The first nationalistic movement took root when the Indian National Congress (INC) was formed in 1885. Prominent moderate leaders of the INC worked on such demands as the right to appear for Indian Civil Service examinations in British India, more economic rights for the Indians, among other rights.

The first half of the 20th century saw a progressively radical approach towards self-rule. From the protests against the Partition of Bengal (1906) that exposed the limits of the reformist agenda of the moderate leaders to the Non cooperation movement (1919-1922) that saw demands for not cooperating with the colonial authorities through the Civil Disobedience Movement (1929-1931) that called for active disobedience to the colonial government to the Quit India Movement (1942) that categorically demanded the end of British colonial presence in India, the independence movement gathered momentum steadily and ultimately resulted in the transfer of power in 1947.

The stages of the independence struggle in the 1920s were characterised by the leadership of Mahatma Gandhi and Congress's adoption of Gandhi's policy of non-violence and civil disobedience. Some of the leading followers of Gandhi's ideology were Jawaharlal Nehru, Vallabhbhai Patel, Abdul Ghaffar Khan, Maulana Azad, and others. Intellectuals such as Rabindranath Tagore, Subramania Bharati, and Bankim Chandra Chattopadhyay spread patriotic awareness. Female leaders like Sarojini Naidu, Vijaya Lakshmi Pandit, Pritilata Waddedar, and Kasturba Gandhi promoted the emancipation of Indian women and their participation in the freedom struggle.

Few leaders followed a more violent approach, which became especially popular after the Rowlatt Act, which permitted indefinite detention. The Act sparked protests across India, especially in the Punjab Province, where they were violently suppressed in the Jallianwala Bagh massacre.

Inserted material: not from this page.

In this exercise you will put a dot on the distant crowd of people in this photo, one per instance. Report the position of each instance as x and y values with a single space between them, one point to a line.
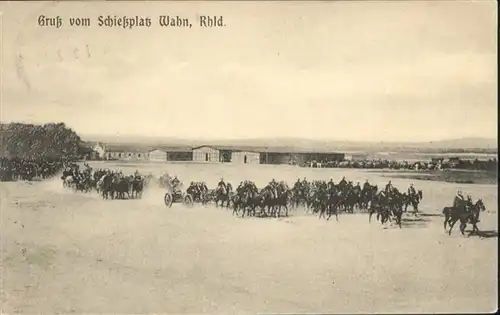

The Indian independence movement was in constant ideological evolution. Essentially anti-colonial, it was supplemented by visions of independent, economic development with a secular, democratic, republican, and civil-libertarian political structure. After the 1930s, the movement took on a strong socialist orientation. It culminated in the Indian Independence Act 1947, which ended Crown suzerainty and partitioned British India into the Dominion of India and the Dominion of Pakistan. On 26 January 1950, the Constitution of India established the Republic of India. Pakistan adopted its first constitution in 1956. In 1971, East Pakistan declared its own independence as Bangladesh.